De Staatssecretaris van Infrastructuur en Waterstaat,
Gelet op artikel 4, tweede lid, van de Kaderwet subsidies I en M en artikel 8, eerste
lid, van het Kaderbesluit subsidies I en M;
BESLUIT:
ARTIKEL I
Artikel 12, vierde lid, van de Subsidieregeling Demonstratie Klimaattechnologieën
en -innovaties in transport wordt als volgt gewijzigd:
1. In onderdeel a wordt ‘€ 7.000.000,–’ vervangen door ‘€ 9.300.000,–’.
2. In onderdeel b wordt ‘€ 2.000.000,–’ vervangen door ‘€ 4.500.000,–’.
3. In onderdeel c wordt ‘€ 400.000,–’ vervangen door ‘€ 430.000,–’.
4. In onderdeel d wordt ‘€ 5.000.000,–’ vervangen door ‘€ 11.400.000,–’.
ARTIKEL II
Deze regeling treedt in werking met ingang van 30 september 2021.
TOELICHTING
1. De wijziging
Deze regeling voorziet in een wijziging van de Subsidieregeling Demonstratie Klimaattechnologieën
en -innovaties in transport (hierna: Subsidieregeling DKTI).
De Subsidieregeling DKTI geeft een kader voor het verstrekken van subsidies ter bevordering
van de totstandkoming van klimaattechnologieën en -innovaties in de sector transport
en mobiliteit.

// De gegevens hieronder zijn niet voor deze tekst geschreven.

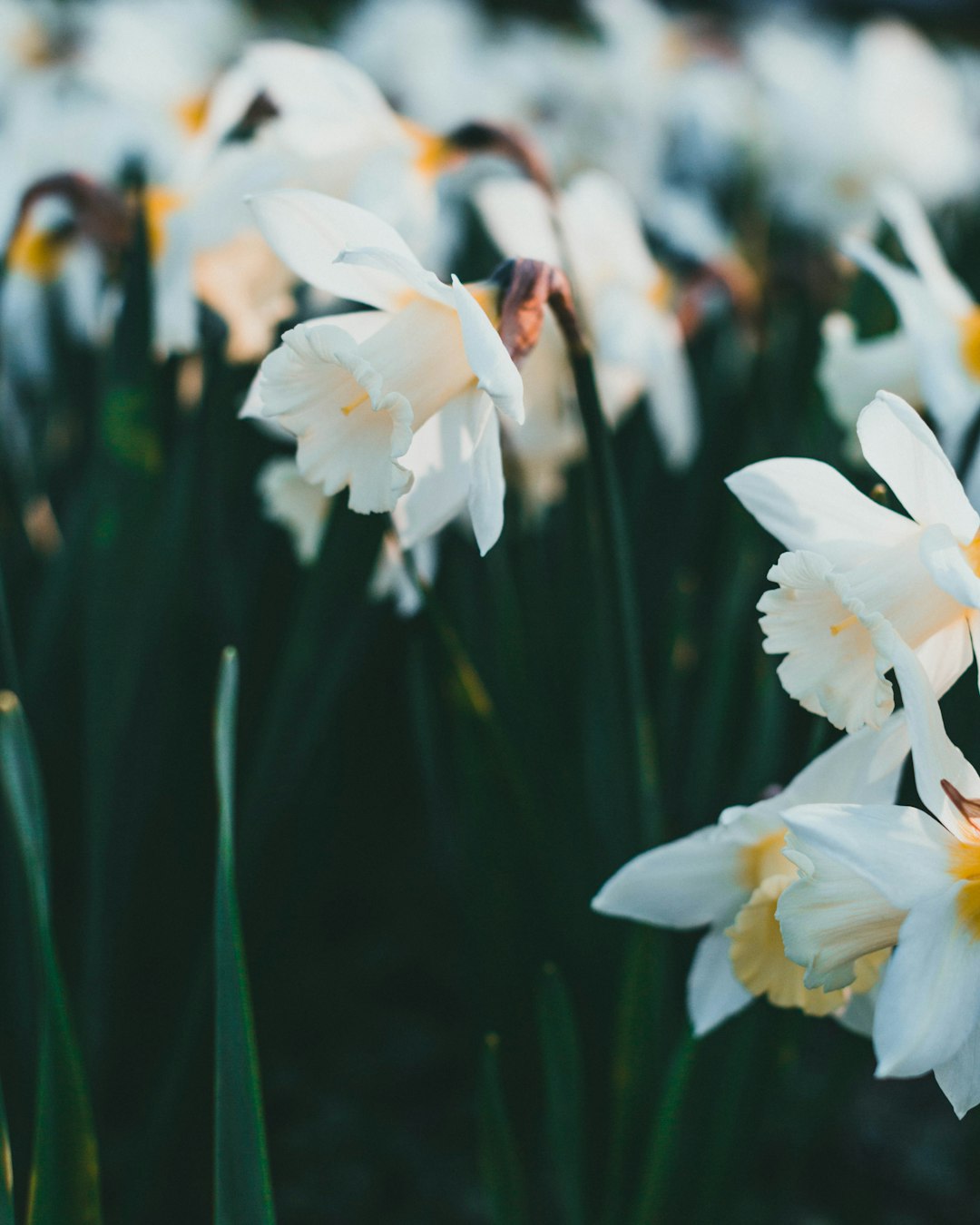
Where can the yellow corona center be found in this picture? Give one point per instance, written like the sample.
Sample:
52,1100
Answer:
434,153
191,113
160,202
756,944
37,254
965,865
489,300
763,859
763,968
969,342
973,554
661,290
349,408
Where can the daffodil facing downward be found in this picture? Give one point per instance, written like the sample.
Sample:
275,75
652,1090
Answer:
876,876
729,877
853,563
365,392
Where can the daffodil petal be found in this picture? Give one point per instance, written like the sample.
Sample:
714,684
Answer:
959,1075
452,475
946,655
906,216
861,769
486,485
904,452
517,216
407,271
489,359
902,851
935,757
850,370
806,505
830,916
930,998
713,991
946,561
309,230
685,884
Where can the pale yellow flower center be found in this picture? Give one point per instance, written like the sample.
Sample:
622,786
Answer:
160,202
763,968
756,944
763,859
661,290
37,254
965,865
969,342
973,554
434,153
349,408
191,113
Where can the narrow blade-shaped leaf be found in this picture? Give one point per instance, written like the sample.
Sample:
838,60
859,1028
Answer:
242,1189
64,1178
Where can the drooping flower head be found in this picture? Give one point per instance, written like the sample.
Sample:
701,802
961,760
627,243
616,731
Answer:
729,877
854,563
360,389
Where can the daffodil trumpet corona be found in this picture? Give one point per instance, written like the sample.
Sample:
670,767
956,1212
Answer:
853,563
730,876
875,877
399,403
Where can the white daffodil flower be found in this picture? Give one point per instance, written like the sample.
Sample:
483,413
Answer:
920,893
303,512
359,389
843,116
940,321
332,124
622,291
729,877
854,563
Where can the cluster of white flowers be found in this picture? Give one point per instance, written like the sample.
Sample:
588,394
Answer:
829,897
279,181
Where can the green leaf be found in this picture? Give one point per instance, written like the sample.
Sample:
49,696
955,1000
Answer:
563,1085
665,1134
618,592
6,1168
500,1166
242,1189
64,1178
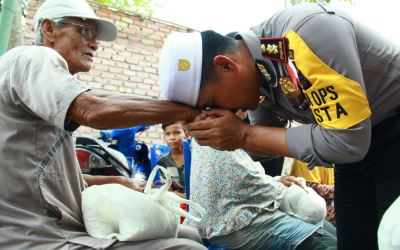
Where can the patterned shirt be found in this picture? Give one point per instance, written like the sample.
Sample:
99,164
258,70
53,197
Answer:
232,188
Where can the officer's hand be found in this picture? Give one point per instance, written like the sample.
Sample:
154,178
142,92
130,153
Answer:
217,128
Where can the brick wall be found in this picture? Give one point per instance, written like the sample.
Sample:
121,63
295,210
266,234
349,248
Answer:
127,65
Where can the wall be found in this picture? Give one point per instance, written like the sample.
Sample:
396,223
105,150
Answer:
127,65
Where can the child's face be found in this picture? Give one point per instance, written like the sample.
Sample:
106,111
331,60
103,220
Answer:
173,134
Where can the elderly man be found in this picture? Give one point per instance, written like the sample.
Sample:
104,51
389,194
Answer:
41,103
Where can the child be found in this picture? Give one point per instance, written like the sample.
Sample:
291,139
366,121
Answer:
173,161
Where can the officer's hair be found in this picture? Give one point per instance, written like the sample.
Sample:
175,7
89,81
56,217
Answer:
213,44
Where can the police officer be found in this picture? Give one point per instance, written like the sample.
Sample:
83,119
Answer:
309,64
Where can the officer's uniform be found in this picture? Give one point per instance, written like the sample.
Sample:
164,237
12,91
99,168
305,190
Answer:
325,70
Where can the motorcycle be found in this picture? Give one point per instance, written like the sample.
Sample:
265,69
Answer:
115,152
96,158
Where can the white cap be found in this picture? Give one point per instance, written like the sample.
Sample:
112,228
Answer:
180,67
52,9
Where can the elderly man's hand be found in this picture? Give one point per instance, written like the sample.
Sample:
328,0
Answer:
217,128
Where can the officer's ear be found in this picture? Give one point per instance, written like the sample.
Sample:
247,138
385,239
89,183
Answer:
225,63
49,31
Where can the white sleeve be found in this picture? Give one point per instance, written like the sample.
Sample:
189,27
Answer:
41,84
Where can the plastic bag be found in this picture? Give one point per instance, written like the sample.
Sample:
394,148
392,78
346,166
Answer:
304,203
389,228
113,210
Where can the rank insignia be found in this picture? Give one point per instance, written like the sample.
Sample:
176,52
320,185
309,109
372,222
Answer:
276,49
288,87
264,71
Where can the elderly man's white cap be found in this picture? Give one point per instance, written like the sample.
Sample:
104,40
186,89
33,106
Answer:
52,9
180,67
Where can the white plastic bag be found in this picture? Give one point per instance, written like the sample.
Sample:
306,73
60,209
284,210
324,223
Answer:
113,210
304,203
389,228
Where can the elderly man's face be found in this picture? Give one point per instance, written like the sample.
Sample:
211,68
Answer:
74,42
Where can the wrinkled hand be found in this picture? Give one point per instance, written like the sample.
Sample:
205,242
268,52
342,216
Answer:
290,180
217,128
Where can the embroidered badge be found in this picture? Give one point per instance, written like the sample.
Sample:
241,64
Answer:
183,65
275,49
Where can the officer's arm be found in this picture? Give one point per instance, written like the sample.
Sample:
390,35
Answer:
318,144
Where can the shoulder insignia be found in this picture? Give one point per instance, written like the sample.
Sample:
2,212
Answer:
275,49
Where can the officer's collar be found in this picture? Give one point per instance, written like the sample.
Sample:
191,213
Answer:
253,44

Met deze wijziging van de Subsidieregeling DKTI wordt voorzien in een
verhoging van de subsidieplafonds voor 2021 voor de categorieën ‘vervoermiddelen met
de voertuigkwalificaties N1, N2 of N3’, ‘vervoermiddelen met de voertuigkwalificaties
M2 of M3’, ‘vervoermiddelen met de voertuigkwalificaties L1 of L2’ en ‘zero-emissie
mobiele machines’ binnen de projectensoorten ‘proeftuin’ en ‘experimentele ontwikkeling’.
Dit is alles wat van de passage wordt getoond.